11:45am I make and serve 3 PB&Js and nurse Jude while downing a green smoothie (part and parcel of the P90X3 attempt to lose the baby weight.)
12pm Aunt Anna and her crew come over!! Chaos ensues. Between us we have 8 children, the oldest of whom is 6. There is lots of running, giggling, crying. I think the kids had fun too.
2pm In theory this is "nap" time but I really need to change that label in my mind to quiet time. Squirt (5) and Sweet B (3.5) spend this time in separate rooms playing. They are not supposed to come out - a rule that Sweet B is surprisingly good at following, Squirt not so much. Blue Eyes is the only one who still consistently naps from 2-4pm. 

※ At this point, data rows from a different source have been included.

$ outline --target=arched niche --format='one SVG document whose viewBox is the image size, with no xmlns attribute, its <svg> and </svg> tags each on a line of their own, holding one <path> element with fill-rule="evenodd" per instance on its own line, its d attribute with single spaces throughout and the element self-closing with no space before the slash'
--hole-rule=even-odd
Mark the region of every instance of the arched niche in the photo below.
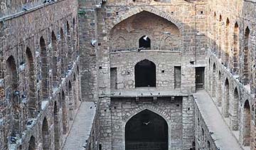
<svg viewBox="0 0 256 150">
<path fill-rule="evenodd" d="M 125 125 L 125 149 L 168 149 L 168 124 L 160 115 L 143 110 Z"/>
<path fill-rule="evenodd" d="M 156 87 L 156 65 L 144 60 L 135 65 L 135 87 Z"/>
<path fill-rule="evenodd" d="M 135 50 L 142 47 L 138 39 L 142 42 L 146 36 L 150 37 L 150 46 L 146 46 L 147 49 L 164 50 L 165 47 L 168 49 L 178 49 L 182 45 L 181 31 L 176 24 L 164 16 L 142 11 L 113 26 L 110 31 L 110 50 Z M 170 36 L 171 40 L 165 41 L 168 36 Z M 117 42 L 117 40 L 121 40 L 122 42 Z"/>
</svg>

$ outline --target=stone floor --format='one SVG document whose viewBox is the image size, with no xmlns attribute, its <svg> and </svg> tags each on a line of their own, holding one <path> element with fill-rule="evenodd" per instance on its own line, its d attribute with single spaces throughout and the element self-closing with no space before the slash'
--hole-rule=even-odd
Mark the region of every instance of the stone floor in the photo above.
<svg viewBox="0 0 256 150">
<path fill-rule="evenodd" d="M 225 124 L 210 95 L 205 90 L 198 91 L 193 95 L 197 98 L 196 102 L 209 131 L 214 132 L 212 136 L 217 146 L 226 150 L 244 149 Z"/>
<path fill-rule="evenodd" d="M 85 140 L 89 138 L 95 112 L 96 107 L 93 102 L 82 102 L 63 146 L 63 150 L 85 149 L 83 146 Z"/>
</svg>

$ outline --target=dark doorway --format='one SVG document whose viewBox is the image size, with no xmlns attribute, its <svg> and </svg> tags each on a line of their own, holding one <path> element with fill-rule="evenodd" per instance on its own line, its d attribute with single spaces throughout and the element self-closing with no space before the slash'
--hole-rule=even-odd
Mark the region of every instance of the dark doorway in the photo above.
<svg viewBox="0 0 256 150">
<path fill-rule="evenodd" d="M 150 38 L 147 36 L 144 36 L 139 40 L 139 48 L 150 49 Z"/>
<path fill-rule="evenodd" d="M 125 125 L 125 150 L 168 149 L 168 125 L 163 117 L 145 109 Z"/>
<path fill-rule="evenodd" d="M 135 65 L 135 87 L 156 87 L 156 65 L 144 60 Z"/>
<path fill-rule="evenodd" d="M 204 88 L 204 68 L 196 68 L 196 89 Z"/>
</svg>

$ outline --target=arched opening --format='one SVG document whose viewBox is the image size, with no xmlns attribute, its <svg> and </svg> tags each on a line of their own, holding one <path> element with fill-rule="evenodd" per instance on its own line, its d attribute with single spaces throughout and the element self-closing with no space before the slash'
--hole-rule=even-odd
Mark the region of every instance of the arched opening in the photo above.
<svg viewBox="0 0 256 150">
<path fill-rule="evenodd" d="M 36 150 L 36 139 L 33 136 L 31 136 L 29 140 L 28 150 Z"/>
<path fill-rule="evenodd" d="M 41 48 L 41 89 L 43 99 L 46 99 L 48 96 L 48 56 L 46 42 L 43 37 L 40 38 L 40 48 Z"/>
<path fill-rule="evenodd" d="M 228 78 L 225 81 L 224 117 L 230 117 L 230 85 Z"/>
<path fill-rule="evenodd" d="M 217 87 L 217 80 L 216 80 L 216 65 L 213 63 L 213 90 L 212 90 L 212 95 L 213 97 L 216 97 L 216 87 Z"/>
<path fill-rule="evenodd" d="M 250 50 L 249 50 L 249 38 L 250 38 L 250 29 L 248 27 L 245 29 L 245 40 L 244 40 L 244 85 L 249 83 L 250 75 Z"/>
<path fill-rule="evenodd" d="M 226 20 L 225 32 L 225 65 L 228 66 L 230 59 L 230 49 L 229 49 L 229 24 L 230 21 L 228 18 Z"/>
<path fill-rule="evenodd" d="M 49 134 L 48 124 L 46 118 L 44 118 L 43 121 L 42 136 L 43 136 L 43 149 L 49 150 L 50 146 L 50 134 Z"/>
<path fill-rule="evenodd" d="M 36 98 L 36 83 L 34 73 L 34 63 L 31 51 L 28 48 L 26 50 L 26 60 L 27 67 L 26 68 L 26 82 L 27 84 L 27 98 L 28 107 L 28 117 L 36 117 L 37 115 L 37 102 Z"/>
<path fill-rule="evenodd" d="M 60 130 L 59 130 L 59 119 L 58 119 L 58 109 L 57 102 L 54 102 L 53 108 L 53 124 L 54 124 L 54 147 L 55 150 L 59 149 L 60 146 Z"/>
<path fill-rule="evenodd" d="M 139 48 L 142 48 L 144 49 L 150 49 L 151 48 L 151 41 L 148 36 L 143 36 L 139 40 Z"/>
<path fill-rule="evenodd" d="M 215 54 L 216 54 L 216 42 L 217 42 L 217 31 L 216 31 L 216 13 L 214 12 L 213 14 L 213 53 Z"/>
<path fill-rule="evenodd" d="M 61 106 L 63 109 L 63 134 L 66 134 L 68 132 L 68 117 L 64 91 L 62 92 L 61 99 Z"/>
<path fill-rule="evenodd" d="M 233 100 L 233 129 L 235 131 L 238 130 L 238 106 L 239 106 L 239 95 L 238 88 L 235 87 L 234 90 L 234 100 Z"/>
<path fill-rule="evenodd" d="M 239 28 L 238 23 L 236 22 L 234 28 L 234 35 L 233 35 L 233 72 L 235 73 L 238 73 L 238 61 L 239 61 Z"/>
<path fill-rule="evenodd" d="M 18 73 L 14 56 L 11 55 L 6 60 L 6 97 L 11 102 L 11 136 L 16 136 L 20 134 L 20 106 L 18 91 Z"/>
<path fill-rule="evenodd" d="M 218 74 L 218 106 L 221 107 L 222 101 L 222 87 L 221 87 L 221 73 Z"/>
<path fill-rule="evenodd" d="M 74 99 L 73 94 L 72 90 L 71 82 L 68 82 L 68 96 L 69 96 L 69 117 L 70 120 L 73 119 L 73 113 L 74 113 Z"/>
<path fill-rule="evenodd" d="M 67 45 L 68 45 L 68 65 L 70 65 L 72 64 L 73 60 L 73 48 L 72 48 L 72 42 L 71 42 L 71 36 L 70 36 L 70 28 L 67 21 Z"/>
<path fill-rule="evenodd" d="M 159 114 L 145 109 L 125 125 L 125 150 L 168 149 L 168 125 Z"/>
<path fill-rule="evenodd" d="M 242 116 L 242 145 L 247 146 L 250 146 L 250 109 L 248 100 L 246 100 L 245 102 Z"/>
<path fill-rule="evenodd" d="M 52 63 L 53 63 L 53 87 L 56 87 L 58 85 L 58 50 L 57 50 L 57 38 L 54 33 L 52 32 L 52 45 L 53 45 L 53 57 L 52 57 Z"/>
<path fill-rule="evenodd" d="M 78 89 L 78 82 L 75 74 L 74 74 L 73 77 L 73 97 L 74 97 L 74 109 L 76 109 L 78 108 L 78 101 L 79 100 L 78 93 L 77 90 Z"/>
<path fill-rule="evenodd" d="M 221 58 L 221 43 L 222 43 L 222 16 L 220 15 L 219 22 L 218 22 L 218 57 Z"/>
<path fill-rule="evenodd" d="M 135 87 L 156 87 L 156 65 L 144 60 L 135 65 Z"/>
<path fill-rule="evenodd" d="M 66 58 L 66 55 L 65 55 L 65 38 L 64 38 L 64 32 L 62 28 L 60 28 L 60 63 L 61 63 L 61 68 L 60 68 L 60 72 L 61 72 L 61 76 L 64 77 L 65 76 L 65 66 L 66 66 L 66 63 L 65 63 L 65 58 Z"/>
</svg>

New Kid is fighting the system and never seems to sleep for more than 30 minutes in his crib during this period. Hence, the lack of blogging. Today as I type this, he is SCREAMING in his room during "nap" time. I just can't do it today y'all. I cannot go in there and try to soothe him back to sleep or pick him up and strap him on me again. So he screams and I hide myself away in the kitchen and we're both pissed off. The soundtrack of my afternoon is crying crying crying and it is rough

4pm I rescue New Kid from his wailing and nurse him. Then we all come together again for a snack and some game time.

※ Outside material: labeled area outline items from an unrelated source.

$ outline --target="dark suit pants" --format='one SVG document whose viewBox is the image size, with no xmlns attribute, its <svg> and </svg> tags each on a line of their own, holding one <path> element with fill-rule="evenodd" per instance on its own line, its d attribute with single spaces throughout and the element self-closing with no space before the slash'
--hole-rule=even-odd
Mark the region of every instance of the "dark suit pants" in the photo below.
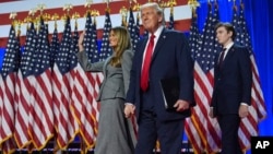
<svg viewBox="0 0 273 154">
<path fill-rule="evenodd" d="M 161 154 L 180 154 L 183 120 L 158 121 L 153 111 L 141 111 L 135 154 L 153 154 L 158 138 Z"/>
<path fill-rule="evenodd" d="M 218 122 L 222 131 L 221 154 L 242 154 L 238 139 L 240 117 L 238 115 L 222 115 L 218 116 Z"/>
</svg>

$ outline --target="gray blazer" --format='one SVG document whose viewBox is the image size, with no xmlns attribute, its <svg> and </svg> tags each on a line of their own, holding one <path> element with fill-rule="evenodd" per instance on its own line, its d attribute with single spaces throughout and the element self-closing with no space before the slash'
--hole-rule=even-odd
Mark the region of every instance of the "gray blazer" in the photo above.
<svg viewBox="0 0 273 154">
<path fill-rule="evenodd" d="M 90 63 L 85 51 L 76 54 L 80 64 L 84 71 L 103 72 L 104 81 L 100 85 L 98 102 L 110 98 L 126 98 L 129 87 L 130 70 L 132 64 L 132 50 L 126 50 L 121 58 L 121 68 L 115 68 L 109 64 L 112 56 L 105 61 Z"/>
</svg>

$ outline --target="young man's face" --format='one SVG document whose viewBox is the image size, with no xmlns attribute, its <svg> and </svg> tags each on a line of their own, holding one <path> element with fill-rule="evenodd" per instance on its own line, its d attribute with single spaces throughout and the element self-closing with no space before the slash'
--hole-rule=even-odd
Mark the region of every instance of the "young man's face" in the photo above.
<svg viewBox="0 0 273 154">
<path fill-rule="evenodd" d="M 221 26 L 216 29 L 216 38 L 221 45 L 226 45 L 230 43 L 233 36 L 233 32 L 227 32 L 227 29 L 224 26 Z"/>
</svg>

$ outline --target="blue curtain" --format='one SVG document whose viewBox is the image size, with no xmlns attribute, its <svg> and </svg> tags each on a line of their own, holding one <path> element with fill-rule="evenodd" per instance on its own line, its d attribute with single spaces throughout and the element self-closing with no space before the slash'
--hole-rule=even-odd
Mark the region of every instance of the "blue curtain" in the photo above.
<svg viewBox="0 0 273 154">
<path fill-rule="evenodd" d="M 200 31 L 207 14 L 207 0 L 199 0 L 200 8 L 198 8 L 198 23 Z M 233 0 L 217 0 L 219 19 L 222 22 L 232 22 L 233 17 Z M 238 5 L 240 1 L 237 0 Z M 272 0 L 241 0 L 245 4 L 245 17 L 247 21 L 248 32 L 251 36 L 253 52 L 256 55 L 257 66 L 260 73 L 261 86 L 265 100 L 268 116 L 259 125 L 260 135 L 273 135 L 273 1 Z M 270 13 L 271 12 L 271 13 Z"/>
</svg>

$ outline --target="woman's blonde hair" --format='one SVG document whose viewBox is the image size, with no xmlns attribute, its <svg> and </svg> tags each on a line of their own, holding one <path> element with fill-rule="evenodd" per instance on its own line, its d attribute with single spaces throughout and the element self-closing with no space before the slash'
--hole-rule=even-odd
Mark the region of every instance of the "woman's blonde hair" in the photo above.
<svg viewBox="0 0 273 154">
<path fill-rule="evenodd" d="M 118 45 L 114 47 L 114 57 L 110 60 L 112 67 L 121 67 L 121 57 L 124 50 L 131 49 L 131 37 L 128 29 L 123 26 L 116 26 L 111 28 L 111 32 L 118 38 Z"/>
</svg>

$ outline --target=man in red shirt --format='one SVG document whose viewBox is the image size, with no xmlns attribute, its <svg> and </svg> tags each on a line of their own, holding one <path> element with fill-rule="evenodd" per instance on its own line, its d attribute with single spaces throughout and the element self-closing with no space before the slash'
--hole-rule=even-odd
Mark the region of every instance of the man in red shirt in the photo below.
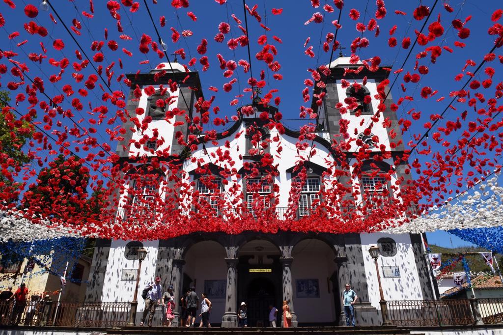
<svg viewBox="0 0 503 335">
<path fill-rule="evenodd" d="M 28 295 L 28 289 L 24 283 L 21 283 L 19 288 L 14 293 L 14 299 L 16 300 L 16 305 L 14 306 L 14 312 L 12 313 L 12 323 L 19 324 L 21 320 L 21 316 L 26 307 L 26 297 Z"/>
</svg>

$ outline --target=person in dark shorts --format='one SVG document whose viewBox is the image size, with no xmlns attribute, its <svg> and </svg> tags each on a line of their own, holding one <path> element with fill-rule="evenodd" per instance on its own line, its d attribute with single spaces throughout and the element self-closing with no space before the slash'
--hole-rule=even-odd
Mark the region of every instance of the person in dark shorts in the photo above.
<svg viewBox="0 0 503 335">
<path fill-rule="evenodd" d="M 187 323 L 187 317 L 188 315 L 187 314 L 187 294 L 190 292 L 190 290 L 187 290 L 186 292 L 184 292 L 180 297 L 180 326 L 185 327 L 185 324 Z"/>
<path fill-rule="evenodd" d="M 201 295 L 203 301 L 201 302 L 201 325 L 200 327 L 209 327 L 210 326 L 210 311 L 211 310 L 211 301 L 206 297 L 206 294 Z"/>
<path fill-rule="evenodd" d="M 237 325 L 238 327 L 248 326 L 248 316 L 246 310 L 246 304 L 243 301 L 239 306 L 239 310 L 237 311 Z"/>
<path fill-rule="evenodd" d="M 197 305 L 199 303 L 199 297 L 196 293 L 196 288 L 192 286 L 187 296 L 187 326 L 194 327 L 196 322 L 196 313 L 197 312 Z"/>
</svg>

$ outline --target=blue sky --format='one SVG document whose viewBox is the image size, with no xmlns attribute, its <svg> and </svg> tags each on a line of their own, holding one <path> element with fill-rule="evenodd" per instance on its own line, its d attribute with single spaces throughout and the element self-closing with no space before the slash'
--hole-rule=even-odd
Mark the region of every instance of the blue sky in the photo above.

UNO with this crew is an exercise in hilarity. And - more crying. 
5pm I prepare our gourmet dinner, while soothing my fried nerves with my drug of choice and alternately folding laundry. I think the kids were watching TV while I folded. 

6:30pm Daddy's HOME!!!! You can't hear it, but there are angels singing in the heavens above us. 
6:45pm Chow time. This is also an exercise in hilarity. As well as patience and toddler-dialect interpretation as we try to do high/low with the kids while convincing them to try just one bite of the exotic dinner (also known as tacos) I have served them.
7:15pm Bath time. B Daddy gets the kids stripped and I start nursing the New Kid. I hear Squirt remind B Daddy that I promised them paint time in the tub tonight. 
Oops. Love it when I make a promise that the hubs has to keep. As nuts as this looks, it is actually really good for everyone's soul. 
7:45pm Book time. I finish nursing the New Kid and put him down, then join everyone else on our big bed for a few rounds of reading. 
8pm Lights out for the kids. Can I get an AMEN!? 
8:45pm B Daddy and I finally settle onto the couch to watch an episode of House of Cards after the dishes are done and (some of) that laundry is put away. 

10pm Lights out for the adults. 6am seems to come earlier and earlier these days.